VOD film review: David Byrne’s American Utopia
Ivan Radford | On 17, Dec 2020
Director: Spike Lee
Cast: David Byrne
Watch David Byrne’s American Utopia online in the UK: Apple TV (iTunes) / Prime Video (Buy/Rent) / Virgin Movies / Rakuten TV / Google Play / Sky Store
“Everybody’s coming to my house, and I’m never gonna be alone,” sings David Byrne on his American Utopia tour, and thanks to Spike Lee’s recording of his Broadway show, everyone actually can cram into the room, without worrying about ticket prices or social distancing.
Filmed at the Hudson Theatre in New York, the concert is at once entirely conventional and wonderfully idiosyncratic. Bryne, greying and wearing an understated grey suit, is joined on stage by 11 musicians, singers and dancers, and they echo his movements – his uniquely angular movements – with a precision that’s as bizarre as it is mesmerising. They’re a diverse bunch, and they throw themselves into the wacky display with a united enthusiasm and skill.
They’ve certainly got a back catalogue to be excited about: Talking Heads classics are lined up (albeit without Psycho Killer) to keep any fan nodding happily from minute to minute. Don’t Worry About the Government, Once in a Life, This Must Be the Place and more all make appearances, and they’re given a fresh lick of pizazz and style by Spike Lee’s camera.

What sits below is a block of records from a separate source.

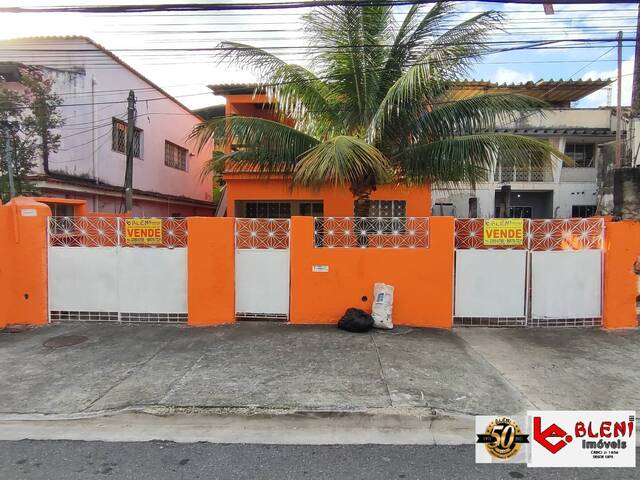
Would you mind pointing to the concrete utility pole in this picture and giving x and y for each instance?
(128, 174)
(618, 161)
(8, 157)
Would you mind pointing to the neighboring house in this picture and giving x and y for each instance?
(90, 163)
(561, 191)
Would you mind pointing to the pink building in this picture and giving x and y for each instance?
(90, 163)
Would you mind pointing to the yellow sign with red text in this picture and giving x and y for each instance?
(504, 231)
(143, 231)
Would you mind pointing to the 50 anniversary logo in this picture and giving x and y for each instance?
(559, 439)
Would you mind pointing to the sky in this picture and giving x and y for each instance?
(186, 74)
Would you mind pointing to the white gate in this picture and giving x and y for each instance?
(566, 272)
(99, 270)
(490, 282)
(262, 268)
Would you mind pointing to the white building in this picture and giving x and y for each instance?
(90, 163)
(557, 192)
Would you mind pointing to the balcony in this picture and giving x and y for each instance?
(510, 174)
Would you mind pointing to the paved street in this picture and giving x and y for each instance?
(29, 460)
(75, 368)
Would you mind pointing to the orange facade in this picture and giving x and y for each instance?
(337, 202)
(422, 278)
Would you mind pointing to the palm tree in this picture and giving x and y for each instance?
(376, 105)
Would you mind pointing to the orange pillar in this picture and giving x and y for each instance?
(211, 271)
(622, 249)
(23, 264)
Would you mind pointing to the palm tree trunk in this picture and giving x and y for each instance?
(361, 205)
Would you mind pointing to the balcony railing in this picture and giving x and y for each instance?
(510, 173)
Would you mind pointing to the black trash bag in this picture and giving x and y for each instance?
(356, 320)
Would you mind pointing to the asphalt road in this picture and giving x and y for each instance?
(53, 460)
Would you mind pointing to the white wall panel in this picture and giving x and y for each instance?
(566, 284)
(83, 279)
(490, 283)
(262, 281)
(152, 280)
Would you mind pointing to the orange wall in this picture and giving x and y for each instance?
(23, 262)
(622, 248)
(211, 271)
(422, 277)
(338, 202)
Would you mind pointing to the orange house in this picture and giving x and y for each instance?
(252, 196)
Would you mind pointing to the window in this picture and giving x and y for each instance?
(268, 210)
(387, 209)
(583, 211)
(311, 209)
(582, 154)
(119, 138)
(175, 156)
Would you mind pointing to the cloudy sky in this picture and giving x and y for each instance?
(186, 73)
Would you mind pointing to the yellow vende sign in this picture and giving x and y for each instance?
(143, 231)
(504, 231)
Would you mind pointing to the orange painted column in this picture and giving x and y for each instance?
(622, 249)
(23, 262)
(422, 278)
(211, 271)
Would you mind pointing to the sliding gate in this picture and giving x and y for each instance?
(117, 269)
(554, 278)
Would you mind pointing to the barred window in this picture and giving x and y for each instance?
(175, 156)
(384, 209)
(119, 138)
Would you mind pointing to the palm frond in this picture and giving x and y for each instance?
(298, 93)
(342, 161)
(258, 144)
(473, 114)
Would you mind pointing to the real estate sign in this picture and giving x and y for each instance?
(143, 231)
(504, 231)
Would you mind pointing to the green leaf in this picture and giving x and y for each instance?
(342, 161)
(470, 158)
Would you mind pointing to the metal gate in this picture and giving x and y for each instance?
(104, 269)
(553, 279)
(262, 268)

He zooms in on the performers and follows them out into the crowd when they leave the stage – and, in particularly intense moments, takes the camera on stage to put us in the thick of it.

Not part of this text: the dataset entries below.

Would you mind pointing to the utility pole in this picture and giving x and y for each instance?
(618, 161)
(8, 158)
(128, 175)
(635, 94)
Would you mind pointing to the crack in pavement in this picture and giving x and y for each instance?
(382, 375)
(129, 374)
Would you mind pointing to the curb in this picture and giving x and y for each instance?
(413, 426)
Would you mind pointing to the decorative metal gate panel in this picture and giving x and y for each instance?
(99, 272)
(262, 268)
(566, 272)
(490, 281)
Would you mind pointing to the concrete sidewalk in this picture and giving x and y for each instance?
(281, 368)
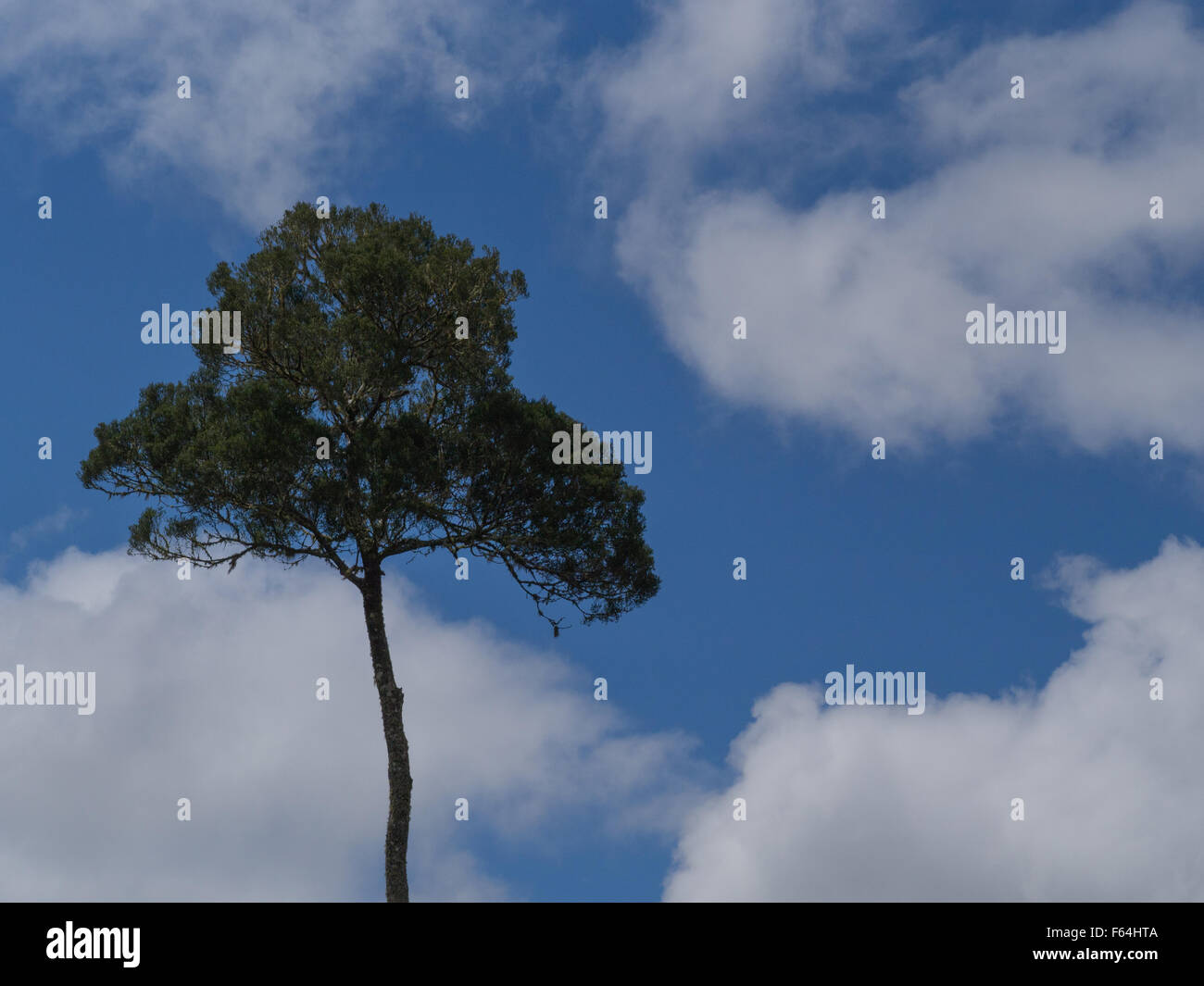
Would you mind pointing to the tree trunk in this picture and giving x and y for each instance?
(396, 885)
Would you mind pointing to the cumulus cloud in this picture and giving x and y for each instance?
(1038, 204)
(206, 689)
(868, 803)
(272, 85)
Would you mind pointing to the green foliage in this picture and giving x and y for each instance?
(348, 333)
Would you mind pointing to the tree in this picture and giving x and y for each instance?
(349, 333)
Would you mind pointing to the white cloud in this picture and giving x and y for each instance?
(272, 84)
(205, 689)
(868, 803)
(51, 524)
(1040, 204)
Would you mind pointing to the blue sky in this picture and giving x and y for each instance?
(759, 452)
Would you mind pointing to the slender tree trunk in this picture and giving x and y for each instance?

One stunning sequence sees the stage descend into strobing lights and snapshots that turn the whole thing into an almost stop-motion sequence of polaroids – a moment only topped by the warm group hugs backstage after the performance, where David celebrates with his collaborators (before riding, amiably, off on his bicycle).

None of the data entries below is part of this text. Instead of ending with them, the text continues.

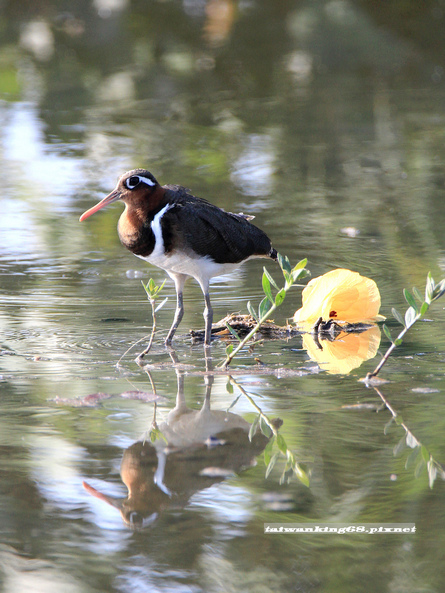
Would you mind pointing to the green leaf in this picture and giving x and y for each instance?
(411, 440)
(301, 264)
(424, 308)
(265, 428)
(429, 288)
(233, 332)
(439, 290)
(271, 280)
(417, 294)
(279, 297)
(419, 468)
(235, 401)
(268, 451)
(161, 304)
(387, 425)
(387, 332)
(266, 288)
(412, 457)
(398, 316)
(410, 300)
(252, 311)
(298, 275)
(400, 446)
(271, 464)
(254, 426)
(263, 309)
(284, 262)
(410, 317)
(282, 446)
(301, 474)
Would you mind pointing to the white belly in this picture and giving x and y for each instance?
(200, 268)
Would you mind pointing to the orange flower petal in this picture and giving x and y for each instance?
(345, 353)
(342, 295)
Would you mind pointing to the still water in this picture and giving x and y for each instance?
(326, 121)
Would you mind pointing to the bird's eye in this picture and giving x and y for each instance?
(132, 181)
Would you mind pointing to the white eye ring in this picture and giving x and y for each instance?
(135, 180)
(132, 181)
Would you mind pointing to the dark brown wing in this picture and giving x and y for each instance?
(209, 230)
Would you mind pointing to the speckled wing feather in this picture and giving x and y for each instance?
(210, 231)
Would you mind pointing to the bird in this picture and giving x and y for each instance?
(186, 236)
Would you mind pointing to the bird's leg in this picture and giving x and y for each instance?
(208, 318)
(179, 313)
(179, 280)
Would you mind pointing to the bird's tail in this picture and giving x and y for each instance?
(273, 254)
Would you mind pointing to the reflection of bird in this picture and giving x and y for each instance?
(198, 448)
(186, 236)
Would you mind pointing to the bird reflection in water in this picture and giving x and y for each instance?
(196, 449)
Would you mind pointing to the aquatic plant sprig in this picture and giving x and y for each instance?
(292, 467)
(152, 291)
(418, 306)
(269, 303)
(419, 455)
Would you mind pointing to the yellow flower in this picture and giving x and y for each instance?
(341, 295)
(348, 351)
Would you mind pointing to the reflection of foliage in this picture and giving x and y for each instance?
(292, 467)
(269, 302)
(414, 312)
(409, 440)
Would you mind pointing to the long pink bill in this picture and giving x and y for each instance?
(115, 195)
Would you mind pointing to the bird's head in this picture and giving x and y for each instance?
(133, 187)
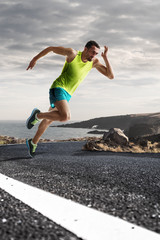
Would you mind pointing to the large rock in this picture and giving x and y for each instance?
(115, 135)
(141, 130)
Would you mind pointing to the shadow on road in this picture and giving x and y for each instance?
(103, 153)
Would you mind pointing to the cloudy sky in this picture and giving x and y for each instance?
(131, 30)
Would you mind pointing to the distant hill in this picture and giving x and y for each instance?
(122, 121)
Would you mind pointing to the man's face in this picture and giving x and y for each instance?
(91, 53)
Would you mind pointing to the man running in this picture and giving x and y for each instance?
(76, 67)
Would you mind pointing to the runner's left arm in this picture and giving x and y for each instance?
(58, 50)
(105, 70)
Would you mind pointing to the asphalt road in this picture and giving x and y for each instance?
(121, 184)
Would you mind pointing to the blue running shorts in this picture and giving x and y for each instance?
(58, 94)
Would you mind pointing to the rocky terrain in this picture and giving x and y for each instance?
(116, 141)
(149, 123)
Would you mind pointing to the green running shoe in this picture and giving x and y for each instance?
(31, 147)
(32, 120)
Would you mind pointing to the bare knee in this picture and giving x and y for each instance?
(45, 123)
(66, 116)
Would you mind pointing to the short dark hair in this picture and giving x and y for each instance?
(92, 43)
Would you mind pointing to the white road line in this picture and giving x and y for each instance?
(87, 223)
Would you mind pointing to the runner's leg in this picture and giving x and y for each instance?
(61, 112)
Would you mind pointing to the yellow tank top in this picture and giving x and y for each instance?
(73, 74)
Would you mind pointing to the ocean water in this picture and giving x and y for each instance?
(18, 129)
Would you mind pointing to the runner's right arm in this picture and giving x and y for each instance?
(68, 52)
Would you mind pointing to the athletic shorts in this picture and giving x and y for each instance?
(58, 94)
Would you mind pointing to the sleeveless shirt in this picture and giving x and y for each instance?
(73, 74)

But while fans will be delighted by the David Byrnian entertainment on offer, the whole evening is given an added timely edge by one surprising performance: a cover of Janelle Monáe’s Hell You Talmabout, which essentially chants the names of Black people who have been killed after confrontations with the authorities. It’s a poignant, powerful song, and Byrne prefaces it by recounting a conversation with Janelle, in which he asked if she would mind him covering it. No, she told him, the song is for everyone. That accessible, welcoming attitude underpins the whole of this entertaining, uplifting, humanist celebration – which finds room for science, philosophy, James Baldwin, Kurt Schwitters and compassion. It’s only fitting, then, that the London Film Festival premiered the film in October 2020 by streaming it for free.